As a legislator he was not conspicuous, indeed very few were
in the Legislative Council in those days, when a speech maker
– unless such a man as Sir A. C. Gregory or F. T. Brentnall,
or A. J. Thynne, or Dr. W. F. Taylor – would not have been
tolerated. Yet in the Upper House there were other very able
men. Dr. Mullen had a son, a very smart and handsome young
fellow, and a daughter. Miss Mullen was a good musician.
Dr. Mullen
and Dr. O’Doherty were not the only two of the profession whom
I knew in the Legislative Council. Dr. W. F. Taylor , who had
been practising at Warwick, came along to Brisbane, and was
called to our local Lords. He has been and still is, a
prominent and well loved citizen, one of the ablest and
kindest of men. He took a keen interest in the Queensland
geographical Society and other science organisations here.
Dr. Marks,
too, was a very useful legislator and a bust practitioner. He
has always loved the country, and I knew him well when he
spent his holidays at Scarborough, at the old Hobbs house on
Reef Point, now rebuilt by Mrs. Jocumsen. The doctor now has
an abode out Mountain Camp way, in the hills and stillness. He
had a quiet way, but was a keen debater on subjects which he
specially understood, and it soon became apparent in the
Council that he had a very warm sense of humour.
Mr. Patrick
Macarthur, of Cunnamulla, a son of the Patrick Macarthur
earlier mentioned, who was the Sheriff and the father-in-law
of Mr.
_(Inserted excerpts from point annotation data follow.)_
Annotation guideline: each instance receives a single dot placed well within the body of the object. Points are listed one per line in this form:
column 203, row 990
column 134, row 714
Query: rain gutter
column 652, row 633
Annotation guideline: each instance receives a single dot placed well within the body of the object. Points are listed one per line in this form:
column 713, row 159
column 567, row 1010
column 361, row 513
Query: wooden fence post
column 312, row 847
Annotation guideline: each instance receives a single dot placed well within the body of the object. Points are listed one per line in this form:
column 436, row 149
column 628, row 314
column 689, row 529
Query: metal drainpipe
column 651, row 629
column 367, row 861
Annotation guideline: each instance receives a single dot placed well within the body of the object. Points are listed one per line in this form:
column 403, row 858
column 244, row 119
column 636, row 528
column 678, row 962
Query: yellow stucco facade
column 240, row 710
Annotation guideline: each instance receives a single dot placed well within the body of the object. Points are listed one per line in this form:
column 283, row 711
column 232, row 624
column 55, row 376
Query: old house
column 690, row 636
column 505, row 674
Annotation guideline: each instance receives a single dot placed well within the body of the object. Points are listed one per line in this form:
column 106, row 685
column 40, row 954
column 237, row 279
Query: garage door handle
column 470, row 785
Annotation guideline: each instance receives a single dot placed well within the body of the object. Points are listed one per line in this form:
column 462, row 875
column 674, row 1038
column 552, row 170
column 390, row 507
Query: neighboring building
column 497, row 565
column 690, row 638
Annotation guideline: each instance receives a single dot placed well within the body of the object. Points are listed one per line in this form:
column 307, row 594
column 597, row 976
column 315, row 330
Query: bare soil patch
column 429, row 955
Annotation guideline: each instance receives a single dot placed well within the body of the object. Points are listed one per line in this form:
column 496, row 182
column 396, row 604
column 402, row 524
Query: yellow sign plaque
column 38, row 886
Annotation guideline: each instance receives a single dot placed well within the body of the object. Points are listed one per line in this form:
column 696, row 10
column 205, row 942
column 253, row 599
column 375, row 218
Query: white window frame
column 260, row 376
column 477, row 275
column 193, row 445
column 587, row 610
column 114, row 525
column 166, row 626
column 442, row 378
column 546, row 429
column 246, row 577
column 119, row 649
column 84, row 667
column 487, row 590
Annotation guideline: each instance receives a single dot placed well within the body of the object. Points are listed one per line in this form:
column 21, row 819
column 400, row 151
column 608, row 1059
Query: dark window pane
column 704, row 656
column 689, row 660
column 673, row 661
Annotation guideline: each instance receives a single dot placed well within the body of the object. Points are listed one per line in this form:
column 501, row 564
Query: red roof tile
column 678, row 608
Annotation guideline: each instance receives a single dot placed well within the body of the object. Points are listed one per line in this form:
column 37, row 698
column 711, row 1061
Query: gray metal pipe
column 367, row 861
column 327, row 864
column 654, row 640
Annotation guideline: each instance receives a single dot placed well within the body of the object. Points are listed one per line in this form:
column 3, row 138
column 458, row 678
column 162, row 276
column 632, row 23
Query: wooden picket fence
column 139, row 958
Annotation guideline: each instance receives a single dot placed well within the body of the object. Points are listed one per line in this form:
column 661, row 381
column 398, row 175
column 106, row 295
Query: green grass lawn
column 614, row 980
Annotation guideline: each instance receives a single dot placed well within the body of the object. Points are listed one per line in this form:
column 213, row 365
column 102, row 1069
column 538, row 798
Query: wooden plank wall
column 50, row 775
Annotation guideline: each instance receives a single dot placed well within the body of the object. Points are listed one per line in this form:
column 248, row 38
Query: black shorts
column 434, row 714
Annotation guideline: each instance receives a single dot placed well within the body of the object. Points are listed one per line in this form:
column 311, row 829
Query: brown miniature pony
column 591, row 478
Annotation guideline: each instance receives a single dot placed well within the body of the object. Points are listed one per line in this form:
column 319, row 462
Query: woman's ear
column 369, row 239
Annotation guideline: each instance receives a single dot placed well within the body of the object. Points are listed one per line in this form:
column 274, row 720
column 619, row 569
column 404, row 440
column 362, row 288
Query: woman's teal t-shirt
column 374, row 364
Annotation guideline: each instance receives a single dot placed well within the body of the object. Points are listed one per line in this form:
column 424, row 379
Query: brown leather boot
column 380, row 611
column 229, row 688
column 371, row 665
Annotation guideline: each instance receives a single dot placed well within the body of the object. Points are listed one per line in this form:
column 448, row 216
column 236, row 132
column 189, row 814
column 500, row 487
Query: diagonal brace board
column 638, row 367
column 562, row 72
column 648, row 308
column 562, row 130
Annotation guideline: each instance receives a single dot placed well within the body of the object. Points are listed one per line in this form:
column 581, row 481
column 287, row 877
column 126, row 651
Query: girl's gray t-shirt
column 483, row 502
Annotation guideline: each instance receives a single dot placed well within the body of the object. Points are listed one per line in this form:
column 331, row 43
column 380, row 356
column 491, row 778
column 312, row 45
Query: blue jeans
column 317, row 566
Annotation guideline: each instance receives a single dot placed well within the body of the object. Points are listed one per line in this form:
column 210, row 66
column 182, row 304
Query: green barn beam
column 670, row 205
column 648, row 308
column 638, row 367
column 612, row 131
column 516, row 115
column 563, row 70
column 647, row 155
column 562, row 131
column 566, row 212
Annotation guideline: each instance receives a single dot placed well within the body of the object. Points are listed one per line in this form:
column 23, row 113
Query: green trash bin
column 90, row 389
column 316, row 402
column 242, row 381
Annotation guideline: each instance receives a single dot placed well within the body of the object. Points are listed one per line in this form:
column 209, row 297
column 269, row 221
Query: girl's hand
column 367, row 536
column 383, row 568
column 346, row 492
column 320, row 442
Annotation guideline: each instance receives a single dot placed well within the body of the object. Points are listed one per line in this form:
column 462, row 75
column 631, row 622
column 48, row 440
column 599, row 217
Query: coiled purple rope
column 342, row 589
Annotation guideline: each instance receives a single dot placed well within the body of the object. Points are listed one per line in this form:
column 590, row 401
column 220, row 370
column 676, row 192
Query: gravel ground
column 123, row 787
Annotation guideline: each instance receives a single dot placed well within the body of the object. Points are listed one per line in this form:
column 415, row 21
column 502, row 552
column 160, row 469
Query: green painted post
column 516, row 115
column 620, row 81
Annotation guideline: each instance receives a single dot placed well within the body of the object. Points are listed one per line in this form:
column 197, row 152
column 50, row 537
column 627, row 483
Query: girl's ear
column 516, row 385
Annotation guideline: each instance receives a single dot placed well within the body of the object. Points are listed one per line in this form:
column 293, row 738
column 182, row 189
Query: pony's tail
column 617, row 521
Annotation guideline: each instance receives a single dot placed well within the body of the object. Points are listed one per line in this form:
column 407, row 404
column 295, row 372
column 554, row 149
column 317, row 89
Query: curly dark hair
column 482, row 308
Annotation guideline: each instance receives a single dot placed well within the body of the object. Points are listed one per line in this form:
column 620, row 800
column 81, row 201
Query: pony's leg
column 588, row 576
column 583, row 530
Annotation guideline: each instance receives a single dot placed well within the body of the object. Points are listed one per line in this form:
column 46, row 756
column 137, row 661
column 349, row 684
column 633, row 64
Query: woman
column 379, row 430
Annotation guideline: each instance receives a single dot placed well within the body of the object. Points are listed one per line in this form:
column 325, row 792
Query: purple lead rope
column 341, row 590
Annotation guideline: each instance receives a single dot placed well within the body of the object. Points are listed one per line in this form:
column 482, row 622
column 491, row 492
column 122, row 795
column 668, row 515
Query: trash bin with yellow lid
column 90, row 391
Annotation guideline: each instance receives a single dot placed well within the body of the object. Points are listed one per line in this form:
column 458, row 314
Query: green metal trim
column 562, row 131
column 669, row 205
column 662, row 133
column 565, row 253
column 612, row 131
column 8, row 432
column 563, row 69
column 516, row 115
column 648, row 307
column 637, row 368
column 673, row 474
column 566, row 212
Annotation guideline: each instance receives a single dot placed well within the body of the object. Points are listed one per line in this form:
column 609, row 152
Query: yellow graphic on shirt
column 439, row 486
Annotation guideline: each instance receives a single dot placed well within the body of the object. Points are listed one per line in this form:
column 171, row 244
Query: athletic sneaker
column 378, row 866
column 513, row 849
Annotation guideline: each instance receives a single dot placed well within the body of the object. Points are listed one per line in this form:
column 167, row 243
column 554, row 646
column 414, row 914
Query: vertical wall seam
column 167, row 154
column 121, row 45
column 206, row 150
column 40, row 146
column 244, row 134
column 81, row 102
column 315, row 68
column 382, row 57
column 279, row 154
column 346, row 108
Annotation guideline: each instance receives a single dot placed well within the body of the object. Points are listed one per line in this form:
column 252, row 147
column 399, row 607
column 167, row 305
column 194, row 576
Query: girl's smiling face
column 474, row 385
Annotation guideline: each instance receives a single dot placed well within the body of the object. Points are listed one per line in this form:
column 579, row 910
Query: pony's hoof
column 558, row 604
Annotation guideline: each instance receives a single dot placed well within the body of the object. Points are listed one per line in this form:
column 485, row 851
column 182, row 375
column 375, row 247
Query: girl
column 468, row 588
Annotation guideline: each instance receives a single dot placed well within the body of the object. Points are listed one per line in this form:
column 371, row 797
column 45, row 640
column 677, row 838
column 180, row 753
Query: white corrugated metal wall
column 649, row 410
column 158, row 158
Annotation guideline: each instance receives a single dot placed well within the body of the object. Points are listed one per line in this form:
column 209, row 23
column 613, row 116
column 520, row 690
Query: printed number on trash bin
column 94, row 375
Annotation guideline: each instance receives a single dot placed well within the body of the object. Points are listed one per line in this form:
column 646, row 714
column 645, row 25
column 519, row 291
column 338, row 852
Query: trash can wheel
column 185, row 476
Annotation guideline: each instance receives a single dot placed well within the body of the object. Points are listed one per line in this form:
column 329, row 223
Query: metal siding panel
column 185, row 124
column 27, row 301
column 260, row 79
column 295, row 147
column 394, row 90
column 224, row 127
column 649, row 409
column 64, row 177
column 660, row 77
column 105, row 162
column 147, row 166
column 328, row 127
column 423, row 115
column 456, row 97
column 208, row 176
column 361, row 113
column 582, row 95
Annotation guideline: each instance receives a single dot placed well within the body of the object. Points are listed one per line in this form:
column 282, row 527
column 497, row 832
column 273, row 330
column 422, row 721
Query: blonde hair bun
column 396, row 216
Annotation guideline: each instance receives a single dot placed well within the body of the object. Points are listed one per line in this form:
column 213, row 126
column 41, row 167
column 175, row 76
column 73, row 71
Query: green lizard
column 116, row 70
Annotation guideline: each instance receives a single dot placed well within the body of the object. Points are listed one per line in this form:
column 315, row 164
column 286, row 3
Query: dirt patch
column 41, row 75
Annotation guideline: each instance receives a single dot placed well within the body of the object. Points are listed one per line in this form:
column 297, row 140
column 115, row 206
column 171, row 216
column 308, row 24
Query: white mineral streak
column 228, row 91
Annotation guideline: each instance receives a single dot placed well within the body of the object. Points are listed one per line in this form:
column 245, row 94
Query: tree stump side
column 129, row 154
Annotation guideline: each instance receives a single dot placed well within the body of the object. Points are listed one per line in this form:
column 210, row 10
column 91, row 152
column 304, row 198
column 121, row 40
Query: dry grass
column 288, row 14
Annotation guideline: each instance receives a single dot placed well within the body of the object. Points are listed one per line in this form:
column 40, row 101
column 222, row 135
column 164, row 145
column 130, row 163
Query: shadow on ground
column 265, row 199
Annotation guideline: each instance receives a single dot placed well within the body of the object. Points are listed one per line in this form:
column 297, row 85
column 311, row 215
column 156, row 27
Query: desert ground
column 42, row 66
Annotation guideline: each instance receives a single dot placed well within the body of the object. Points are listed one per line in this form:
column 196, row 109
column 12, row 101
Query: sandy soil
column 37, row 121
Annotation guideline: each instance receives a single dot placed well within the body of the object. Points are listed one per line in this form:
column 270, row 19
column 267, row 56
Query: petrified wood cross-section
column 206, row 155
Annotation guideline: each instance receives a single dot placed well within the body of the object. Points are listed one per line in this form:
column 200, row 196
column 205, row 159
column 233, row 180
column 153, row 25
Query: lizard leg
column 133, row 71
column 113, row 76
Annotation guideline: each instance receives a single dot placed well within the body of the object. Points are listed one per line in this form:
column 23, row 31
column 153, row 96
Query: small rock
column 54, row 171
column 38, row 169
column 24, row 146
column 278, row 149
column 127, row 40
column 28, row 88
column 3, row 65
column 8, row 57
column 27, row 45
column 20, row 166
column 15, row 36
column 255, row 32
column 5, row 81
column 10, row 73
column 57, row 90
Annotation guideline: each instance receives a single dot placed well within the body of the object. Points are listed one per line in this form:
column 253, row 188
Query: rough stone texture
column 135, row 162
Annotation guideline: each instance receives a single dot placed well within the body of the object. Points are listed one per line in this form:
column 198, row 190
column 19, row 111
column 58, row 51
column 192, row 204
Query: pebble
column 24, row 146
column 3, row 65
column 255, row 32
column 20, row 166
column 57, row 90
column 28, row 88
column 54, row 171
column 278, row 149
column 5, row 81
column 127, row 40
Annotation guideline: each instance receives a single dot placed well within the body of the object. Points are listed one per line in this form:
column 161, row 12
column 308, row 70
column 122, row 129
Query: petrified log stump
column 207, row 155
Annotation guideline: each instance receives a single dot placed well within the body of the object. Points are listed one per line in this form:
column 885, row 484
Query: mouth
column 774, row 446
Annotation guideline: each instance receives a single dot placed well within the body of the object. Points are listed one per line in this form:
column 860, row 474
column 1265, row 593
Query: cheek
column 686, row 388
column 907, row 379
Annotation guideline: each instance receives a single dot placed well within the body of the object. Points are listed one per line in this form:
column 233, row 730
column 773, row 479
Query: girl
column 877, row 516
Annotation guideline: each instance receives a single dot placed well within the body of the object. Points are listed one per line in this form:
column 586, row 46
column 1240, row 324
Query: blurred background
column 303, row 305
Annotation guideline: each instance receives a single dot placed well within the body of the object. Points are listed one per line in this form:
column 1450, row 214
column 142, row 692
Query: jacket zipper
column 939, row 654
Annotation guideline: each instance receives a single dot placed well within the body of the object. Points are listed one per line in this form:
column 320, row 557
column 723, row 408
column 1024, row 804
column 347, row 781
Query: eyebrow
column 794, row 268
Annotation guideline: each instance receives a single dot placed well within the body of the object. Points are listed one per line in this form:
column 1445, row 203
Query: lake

Justice Chubb, tells me that Macarthur père had been
Police Magistrate at Roma, Surat, Ipswich, Rockhampton, and
finally Bowen, when he retired, and he and his wife afterwards
lived and died at Clayfield, near Brisbane. I remember him at
Cooktown, when he was Sheriff of the Northern Supreme Court,
and came on circuit with Mr. Justice Sheppard. One daughter
was the late Mrs. C. E. Chubb, as already mentioned, wife of
Mr. Justice Chubb; another married Aulaire Morissett,
Inspector of Police, and another married Dick Barker, of
Eungella Station, near Mackay, a son of William Barker, of the
Logan, and of Nunnington, Kangaroo Point, one of the most
hospitable of Brisbane homes. My contemporaries of the Barker
family in Brisbane were Harry and Fred., both of whom were
fine horsemen. Harry Barker was the owner of a few good
racehorses, a gallant old chestnut being one of the best we
had at Eagle Farm over the hurdles. Harry Barker married one
of the beautiful Macdonald sisters, the other becoming Mrs.
Hervey Murray-Prior, and later Mrs. Charley Smythe. Fred
Barker, one of the best, is in Brisbane again with his wife,
and it seems only yesterday – or the day before yesterday,
perhaps – that Mrs. Fred was a Brisbane belle, and they like
other properly constituted young folk, would dance all night
and keep going all day for a week at a time.